Node* buildHuffmanTree(const string& text) {
    unordered_map<char, int> freq;
    for (char c : text) {
        freq[c]++;
    }

    priority_queue<Node*, vector<Node*>, Compare> pq;

    for (auto& pair : freq) {
        pq.push(new Node(pair.first, pair.second));
    }

    while (pq.size() > 1) {
        Node* left = pq.top();
        pq.pop();
        Node* right = pq.top();
        pq.pop();

        Node* newNode = new Node('$', left->freq + right->freq);
        newNode->left = left;
        newNode->right = right;
        pq.push(newNode);
    }

    return pq.top();
}

string huffmanEncoding(const string& text, unordered_map<char, string>& codes) {
    Node* root = buildHuffmanTree(text);
    generateCodes(root, "", codes);

    string encodedText = "";
    for (char c : text) {
        encodedText += codes[c];
    }
    return encodedText;
}

string huffmanDecoding(const string& encodedText, unordered_map<char, string>& codes) {
    unordered_map<string, char> reverseCodes;
    for (auto& pair : codes) {
        reverseCodes[pair.second] = pair.first;
    }

    string currentCode = "", decodedText = "";
    for (char bit : encodedText) {
        currentCode += bit;
        if (reverseCodes.find(currentCode) != reverseCodes.end()) {
            decodedText += reverseCodes[currentCode];
            currentCode = "";
        }
    }
    return decodedText;
}

int main() {
    string text = "ABRACADABRA";
    unordered_map<char, string> codes;

    string encodedText = huffmanEncoding(text, codes);
    cout << "Encoded Text: " << encodedText << endl;
    cout << "Huffman Codes:" << endl;
    for (auto& pair : codes) {
        cout << pair.first << ": " << pair.second << endl;
    }

    string decodedText = huffmanDecoding(encodedText, codes);
    cout << "Decoded Text: " << decodedText << endl;

    return 0;
}

Explanation:

  • We first calculate the frequency of each character in the input text.
  • A priority queue (min-heap) is used to build the Huffman tree.
  • The generateCodes function traverses the tree to generate binary codes for each character.
  • The huffmanEncoding and huffmanDecoding functions encode and decode the string, respectively.

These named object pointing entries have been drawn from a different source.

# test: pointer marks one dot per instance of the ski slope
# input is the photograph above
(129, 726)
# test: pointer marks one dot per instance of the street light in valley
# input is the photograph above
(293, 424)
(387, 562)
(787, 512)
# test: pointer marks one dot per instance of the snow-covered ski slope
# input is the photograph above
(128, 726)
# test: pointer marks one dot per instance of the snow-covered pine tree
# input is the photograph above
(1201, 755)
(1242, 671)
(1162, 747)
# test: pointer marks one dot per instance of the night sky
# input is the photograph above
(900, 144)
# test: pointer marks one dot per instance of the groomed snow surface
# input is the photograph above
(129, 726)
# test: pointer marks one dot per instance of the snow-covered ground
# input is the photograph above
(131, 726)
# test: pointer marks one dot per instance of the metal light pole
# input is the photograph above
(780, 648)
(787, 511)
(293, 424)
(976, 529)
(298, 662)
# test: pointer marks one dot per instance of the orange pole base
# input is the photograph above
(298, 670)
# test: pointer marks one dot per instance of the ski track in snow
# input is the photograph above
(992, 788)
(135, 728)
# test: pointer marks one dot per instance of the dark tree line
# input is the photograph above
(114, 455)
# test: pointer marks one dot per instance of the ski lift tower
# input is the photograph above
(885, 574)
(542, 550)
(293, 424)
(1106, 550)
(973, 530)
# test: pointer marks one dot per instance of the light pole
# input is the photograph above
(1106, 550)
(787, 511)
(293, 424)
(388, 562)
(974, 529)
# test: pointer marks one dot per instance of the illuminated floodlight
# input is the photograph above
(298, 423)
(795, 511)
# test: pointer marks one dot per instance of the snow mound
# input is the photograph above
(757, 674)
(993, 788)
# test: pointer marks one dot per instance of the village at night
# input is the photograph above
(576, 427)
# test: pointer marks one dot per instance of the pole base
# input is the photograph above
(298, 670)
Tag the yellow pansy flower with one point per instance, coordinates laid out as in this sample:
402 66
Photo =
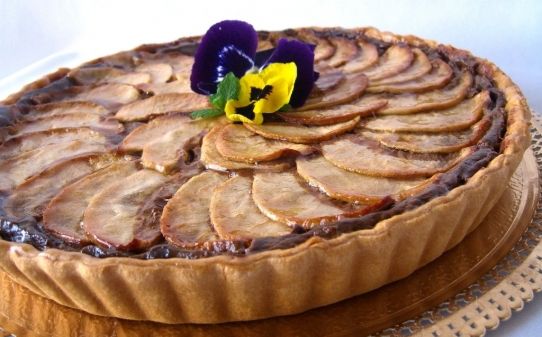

Performance Analysis of Huffman Coding

  • Time Complexity:

    • Building the frequency table: O(n), where n is the length of the input.
    • Building the Huffman tree: O(n log n) due to the use of a priority queue.
    • Generating codes: O(n), where n is the number of unique characters.
    • Overall time complexity: O(n log n).
  • Space Complexity: O(n), where n is the number of unique characters in the text.


Applications of Huffman Coding

  1. File Compression: Used in formats like ZIP, RAR, and GZIP for reducing file sizes.
  2. Image Compression: It is used in image formats like JPEG to compress image data while preserving quality.
  3. Video and Audio Compression: Formats like MP3 and MPEG use Huffman coding to compress sound and video data efficiently.
  4. Data Transmission: Huffman coding is used in network protocols to compress data for faster transmission.